Será que de fato \(\text{min} \sum_j A_{ij} \leq \lambda \leq \text{max} \sum_j A_{ij}\)?

table(DF$marcador) %>% knitr::kable()
Var1 Freq
FALSE 1
TRUE 999

Como por questões de aproximação o R pode marcar falso para alguns vetores, vamos inspeciona-los:

DF %>% filter(marcador == FALSE) # seleciona apenas os vetores que retornaram falso
## # A tibble: 1 x 4
##   autovalor automin automax marcador
##       <dbl>   <dbl>   <dbl> <lgl>   
## 1      1.49    1.49    1.49 FALSE

Como diria um professor de física que tive no ensino médio, a matemática é soberana. De fato, o autovalor de Peron-Frobenius é limitado, superior e inferiormente, pelas somas em linhas da matriz \(A\).

E podemos também ver a formualação de Kohlberg-Pratt funcionando. Afinal, o Teorema de Perron-Frobenius é sim uma espécie de teorema de ponto fixo.
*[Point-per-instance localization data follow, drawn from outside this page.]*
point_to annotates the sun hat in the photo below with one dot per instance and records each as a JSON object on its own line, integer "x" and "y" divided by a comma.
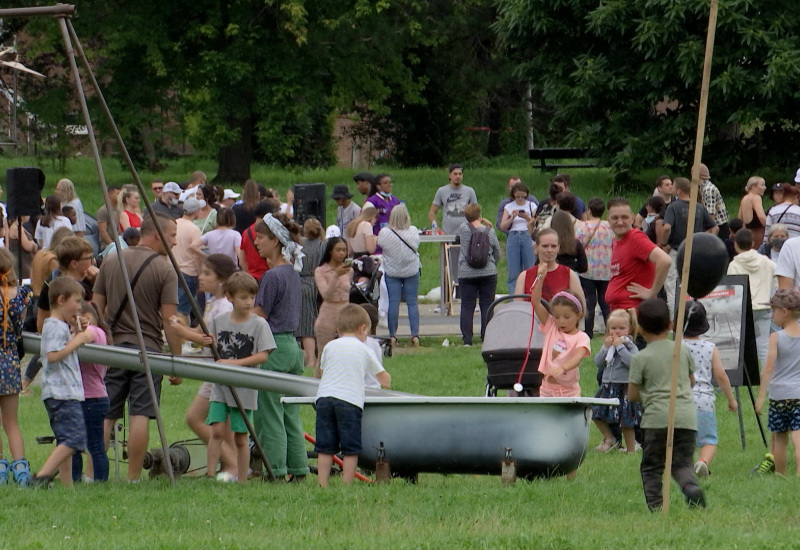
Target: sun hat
{"x": 696, "y": 319}
{"x": 192, "y": 205}
{"x": 172, "y": 187}
{"x": 341, "y": 192}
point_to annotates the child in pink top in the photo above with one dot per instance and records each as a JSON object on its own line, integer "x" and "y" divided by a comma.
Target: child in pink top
{"x": 564, "y": 346}
{"x": 95, "y": 405}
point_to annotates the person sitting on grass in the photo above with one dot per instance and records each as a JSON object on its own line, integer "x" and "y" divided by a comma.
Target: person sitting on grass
{"x": 708, "y": 364}
{"x": 340, "y": 397}
{"x": 62, "y": 387}
{"x": 781, "y": 380}
{"x": 650, "y": 383}
{"x": 244, "y": 339}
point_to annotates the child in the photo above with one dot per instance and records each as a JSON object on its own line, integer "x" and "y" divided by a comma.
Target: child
{"x": 650, "y": 381}
{"x": 95, "y": 403}
{"x": 614, "y": 361}
{"x": 340, "y": 397}
{"x": 708, "y": 363}
{"x": 62, "y": 388}
{"x": 781, "y": 377}
{"x": 14, "y": 301}
{"x": 564, "y": 345}
{"x": 243, "y": 339}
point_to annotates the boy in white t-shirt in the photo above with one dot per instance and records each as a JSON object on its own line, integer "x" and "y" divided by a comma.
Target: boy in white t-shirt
{"x": 340, "y": 397}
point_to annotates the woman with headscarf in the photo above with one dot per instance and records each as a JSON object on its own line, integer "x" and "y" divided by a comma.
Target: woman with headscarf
{"x": 279, "y": 299}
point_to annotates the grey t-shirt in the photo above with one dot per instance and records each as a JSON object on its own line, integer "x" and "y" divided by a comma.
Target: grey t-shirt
{"x": 279, "y": 296}
{"x": 237, "y": 341}
{"x": 62, "y": 379}
{"x": 452, "y": 202}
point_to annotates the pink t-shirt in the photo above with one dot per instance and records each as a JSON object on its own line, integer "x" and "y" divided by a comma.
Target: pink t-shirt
{"x": 93, "y": 374}
{"x": 557, "y": 346}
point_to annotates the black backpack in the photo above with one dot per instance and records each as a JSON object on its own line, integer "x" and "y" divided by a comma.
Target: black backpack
{"x": 479, "y": 246}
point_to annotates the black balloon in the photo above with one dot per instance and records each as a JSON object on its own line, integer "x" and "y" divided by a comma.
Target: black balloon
{"x": 709, "y": 264}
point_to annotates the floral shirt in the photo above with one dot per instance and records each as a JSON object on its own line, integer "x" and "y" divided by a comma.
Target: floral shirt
{"x": 598, "y": 250}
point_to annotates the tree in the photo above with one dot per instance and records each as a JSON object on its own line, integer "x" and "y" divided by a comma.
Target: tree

Como na parte anterior em que animamos o Ponto Fixo de Banach ocorrendo, veremos algo muito similar.

matriz = runif(n = m) %>% 
  round(digits = 2) %>% 
  matrix(ncol = 2)

matriz = matriz/base::norm(matriz)


### dividir pela norma
 DF = tibble(R1 = rep(NA, times = (n*t)),
              R2 = rep(NA, times = (n*t)),
              t = rep(NA, times = (n*t)))
  

for(j in 1:n) {

  vetor = c(rnorm(n = sqrt(m), sd = m*2) %>% round(digits = 2)) # inicializamos um vetor

 
  for(i in 1:t) {
  
  indice =  if(j > 1) {ifelse(((j*t) + i) > (t*n), 
                              (t*n), 
                              ifelse(j > 1, (j*t) + i, i))} 
              else { indice = i}   # trambicagem para o índice correr corretamente

  vlinha = (matriz^i) %*% vetor  # aplicamos a matriz

  
  DF$R1[indice] =  vlinha[1] 
  DF$R2[indice] =  vlinha[2]
  DF$t[indice] = i
  
  }
  
  rm(vetor)

}
 
DF = tidyr::drop_na(DF)


g = DF %>% ggplot(aes(x = R1, y = R2, colour = t)) + 
  theme(legend.title = element_blank(),
        legend.position = "none") +
  geom_point() + 
  geom_density_2d() +
  transition_time(t) +   
  ease_aes('linear') +
  labs(x = "",
       y = "") 

animate(g, fps = 30)

Referências

Kohlberg, Elon, and John W Pratt. 1982. “The Contraction Mapping Approach to the Perron-Frobenius Theory: Why Hilbert’s Metric?” Mathematics of Operations Research 7 (2). INFORMS: 198–210.

Meyer, Carl D. 2000. Matrix Analysis and Applied Linear Algebra. Vol. 71. Siam.